ArreauStandardPoodle said:


> I was just on a web site of another breeder, and they are advertising one of their dogs as a UKC Ch./ INT. Ch. I know this dog finished in UKC, and know it is not finished in AKC. I have heard of Grand Champion status in UKC, but not INT. CH. Can someone explain to me if this title is possible and what does it take to get it? I am not very familiar with UKC rules and regulations. Thanks ahead of time.


Hi Cherie, I'm guessing that you saw that on Bindi's description. It is an IABCA/UCI National/International Champion and she completed her International champion status in the Jungsten class (Jü.A). Each dog is judged based on the standard of breed origin. The International champion requires that at least two of the judges be licensed in different countries to judge this breed standard. So they've been judging, for instance poodles, in another country besides the US. You get a report card for each showing indicating what is good and what lacks against the standard and the Judge rates the dog. The shows are very similar to both UKC and AKC with the different classes but you keep going up the ladder in the classes. Since it is based on the breed of origin standard they can be in any of those acceptable cuts. The results and certificates come from their headquarters in Germany.

We'll go back and show again in this venue as it is exciting and fun and it is always interesting to hear what the judge tells you about your dog and striving up each level. They just don't have many of them around my area and they tend to be outdoors and with poodles in coat, mid 90s and humid in the summer, it is a bit much on dog and human. The shows also tend to conflict with one of our other selected AKC or UKC shows which are always held indoors in air conditioning, although grooming may be several buildings away, ugh!

It's been very rewarding for me as I put all the points on my dogs myself without a handler.
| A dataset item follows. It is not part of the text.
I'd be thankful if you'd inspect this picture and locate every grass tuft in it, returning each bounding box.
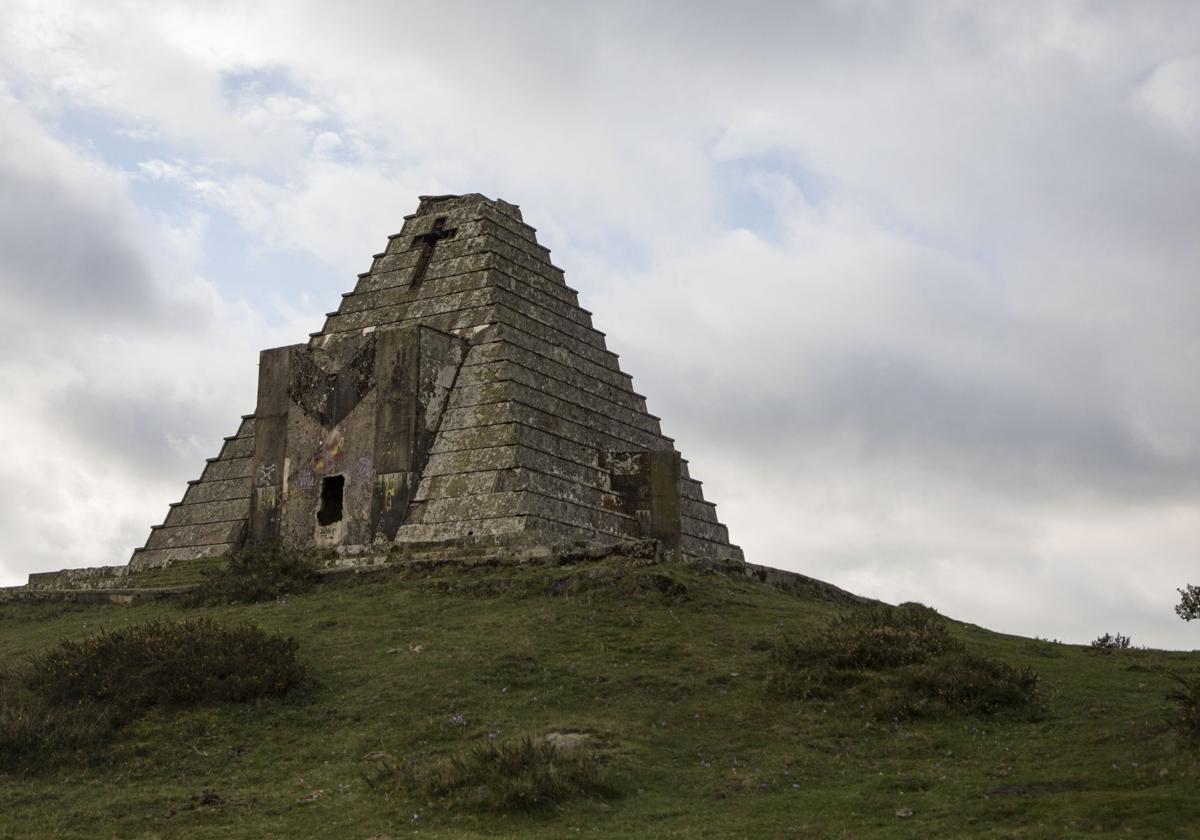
[384,735,615,813]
Although, I have had some very fine pro handler mentors! They are more excited about me getting the points and majors then I am. If I could, I'd be handling more poodles of color in the ring. It's not that I have not been offered by several breeders and kennels already to groom and show their dogs, and not just reds! I just don't want my hobby to be a job, my kids perform for me and we have a great time hanging with other dog folks!


----------



## ArreauStandardPoodle (Sep 1, 2009)

Thanks for that info. I have been reading up on it and it sounds interesting. I would love to go a have a gander. Nice if it is friendly.


----------